Donor-advised funds are an increasingly favored charitable giving vehicle for Americans, and advisors have growing influence on how they are established, funded and invested, according to research released this week by the Donor Advised Fund Research Collaborative.

In 2024, the research showed, 3.6 million DAF accounts held $326 billion in assets. Contributions totaled nearly $90 billion, and grantmaking reached $65 billion.

DAFs matter to advisors, the report said, because they can facilitate effective philanthropy for their clients and also accomplish other financial objectives.

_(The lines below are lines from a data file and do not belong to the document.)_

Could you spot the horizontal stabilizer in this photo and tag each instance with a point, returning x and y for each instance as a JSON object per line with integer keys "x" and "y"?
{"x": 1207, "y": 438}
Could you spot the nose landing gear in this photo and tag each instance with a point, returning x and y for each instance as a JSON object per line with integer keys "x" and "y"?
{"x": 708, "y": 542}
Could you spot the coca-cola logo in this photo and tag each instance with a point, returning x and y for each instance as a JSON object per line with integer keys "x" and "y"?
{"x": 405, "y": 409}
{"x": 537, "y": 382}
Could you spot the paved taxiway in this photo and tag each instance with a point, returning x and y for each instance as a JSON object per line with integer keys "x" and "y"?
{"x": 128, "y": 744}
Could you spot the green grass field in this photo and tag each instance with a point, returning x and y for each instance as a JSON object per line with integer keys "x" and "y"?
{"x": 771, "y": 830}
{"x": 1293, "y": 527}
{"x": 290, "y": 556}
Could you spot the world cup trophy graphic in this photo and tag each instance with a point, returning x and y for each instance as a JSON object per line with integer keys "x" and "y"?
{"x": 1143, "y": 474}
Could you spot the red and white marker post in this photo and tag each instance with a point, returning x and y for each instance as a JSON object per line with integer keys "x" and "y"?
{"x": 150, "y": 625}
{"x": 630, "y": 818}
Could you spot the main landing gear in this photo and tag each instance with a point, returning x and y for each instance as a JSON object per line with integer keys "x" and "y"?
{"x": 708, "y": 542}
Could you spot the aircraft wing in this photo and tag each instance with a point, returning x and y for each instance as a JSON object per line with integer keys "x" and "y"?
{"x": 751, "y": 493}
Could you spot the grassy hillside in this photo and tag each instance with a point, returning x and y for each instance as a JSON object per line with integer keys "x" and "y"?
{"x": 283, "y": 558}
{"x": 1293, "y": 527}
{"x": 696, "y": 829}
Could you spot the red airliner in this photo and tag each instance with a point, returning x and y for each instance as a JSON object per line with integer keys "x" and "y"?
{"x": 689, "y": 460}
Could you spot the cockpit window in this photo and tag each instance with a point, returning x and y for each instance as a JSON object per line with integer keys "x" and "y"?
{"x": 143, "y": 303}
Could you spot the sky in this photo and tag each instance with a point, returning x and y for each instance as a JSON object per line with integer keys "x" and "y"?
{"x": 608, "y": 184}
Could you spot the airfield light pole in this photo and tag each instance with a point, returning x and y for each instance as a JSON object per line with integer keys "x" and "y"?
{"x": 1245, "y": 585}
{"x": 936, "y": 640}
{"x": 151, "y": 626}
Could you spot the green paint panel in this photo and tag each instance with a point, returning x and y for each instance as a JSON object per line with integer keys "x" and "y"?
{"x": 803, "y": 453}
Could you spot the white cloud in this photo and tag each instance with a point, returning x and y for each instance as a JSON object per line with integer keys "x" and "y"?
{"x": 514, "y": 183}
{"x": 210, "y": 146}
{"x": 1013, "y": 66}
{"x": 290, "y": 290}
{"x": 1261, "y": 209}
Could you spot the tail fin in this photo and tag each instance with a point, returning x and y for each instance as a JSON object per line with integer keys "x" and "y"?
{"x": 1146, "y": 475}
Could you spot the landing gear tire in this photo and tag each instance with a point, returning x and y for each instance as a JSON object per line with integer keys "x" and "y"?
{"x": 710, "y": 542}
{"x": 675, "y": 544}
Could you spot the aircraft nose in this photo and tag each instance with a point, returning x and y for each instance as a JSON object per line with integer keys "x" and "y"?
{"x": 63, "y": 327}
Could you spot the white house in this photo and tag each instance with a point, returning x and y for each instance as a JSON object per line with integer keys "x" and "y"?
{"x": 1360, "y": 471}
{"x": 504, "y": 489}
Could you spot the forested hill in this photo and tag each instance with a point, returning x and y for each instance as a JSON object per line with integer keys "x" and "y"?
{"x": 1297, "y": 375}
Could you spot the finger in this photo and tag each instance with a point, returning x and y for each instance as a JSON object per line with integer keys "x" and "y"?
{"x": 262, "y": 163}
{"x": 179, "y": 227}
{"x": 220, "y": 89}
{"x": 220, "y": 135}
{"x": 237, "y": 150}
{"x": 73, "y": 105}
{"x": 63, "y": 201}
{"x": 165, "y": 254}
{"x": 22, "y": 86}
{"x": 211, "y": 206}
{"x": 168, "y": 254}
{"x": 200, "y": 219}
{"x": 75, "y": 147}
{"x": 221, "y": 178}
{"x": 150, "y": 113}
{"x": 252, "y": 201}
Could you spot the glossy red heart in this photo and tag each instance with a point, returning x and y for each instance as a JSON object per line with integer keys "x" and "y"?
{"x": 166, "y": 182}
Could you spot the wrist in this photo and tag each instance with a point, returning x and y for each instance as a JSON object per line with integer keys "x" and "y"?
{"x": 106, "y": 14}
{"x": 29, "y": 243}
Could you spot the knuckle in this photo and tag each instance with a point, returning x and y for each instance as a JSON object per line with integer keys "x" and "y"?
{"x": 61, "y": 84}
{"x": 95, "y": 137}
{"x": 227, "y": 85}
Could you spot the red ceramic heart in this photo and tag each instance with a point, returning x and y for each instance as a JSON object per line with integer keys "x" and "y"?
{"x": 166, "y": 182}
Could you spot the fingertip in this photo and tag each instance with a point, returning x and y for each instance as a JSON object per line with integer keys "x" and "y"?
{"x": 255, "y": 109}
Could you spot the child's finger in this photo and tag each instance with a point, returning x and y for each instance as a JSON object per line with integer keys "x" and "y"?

For its report, the collaborative drew on six focus groups and a national survey of 669 U.S. financial advisors to examine how, when and why advisors incorporate DAFs into charitable planning.

Charitable Planning and DAFs

Three-quarters of advisors reported that they engage clients in moderate to substantial discussions about charitable giving. These conversations mainly occur during estate planning and annual review meetings.

After direct giving, DAFs are the most commonly recommended giving approach. Thirty-five percent of advisors said they recommend them frequently, and 21% do so about half the time. Only 10% of advisors said they never recommend a DAF.

Sixty-one percent of advisors who primarily serve ultra-high-net-worth households, those with $10 million or more in investable assets, reported that they recommend DAFs.

Another 61% of advisors who personally use a DAF recommend the vehicle to clients, compared with 26% of those who do not use one.

Tax benefits are advisors' strongest reason for recommending DAFs to their clients, according to the research, followed by client convenience and flexible timing. Charitable estate planning objectives, simplifying record keeping and donating non-cash assets also factor into the recommendations.

Asset growth and anonymity are not strong considerations for recommending a DAF.

For their part, most advisors said they are motivated to recommend DAFs by accomplishing clients' goals, supporting their values and strengthening the advisor-client relationship. Some advisors simply said that recommending DAFs makes them feel good.

Barriers to Adoption

Barriers to DAF adoption appear limited, the research found. The most common concerns expressed by clients, as reported by advisors, are loss of control and flexibility as a result of making an irrevocable gift of assets into a DAF.

Advisors also cited the complexity of rules regarding DAFs as a major or moderate concern. Relatively few said clients complained about fees or costs.

Once established, the collaborative noted, DAFs are generally straightforward to use and manage, even as some advisors reported that clients required additional education regarding rules and grantmaking restrictions.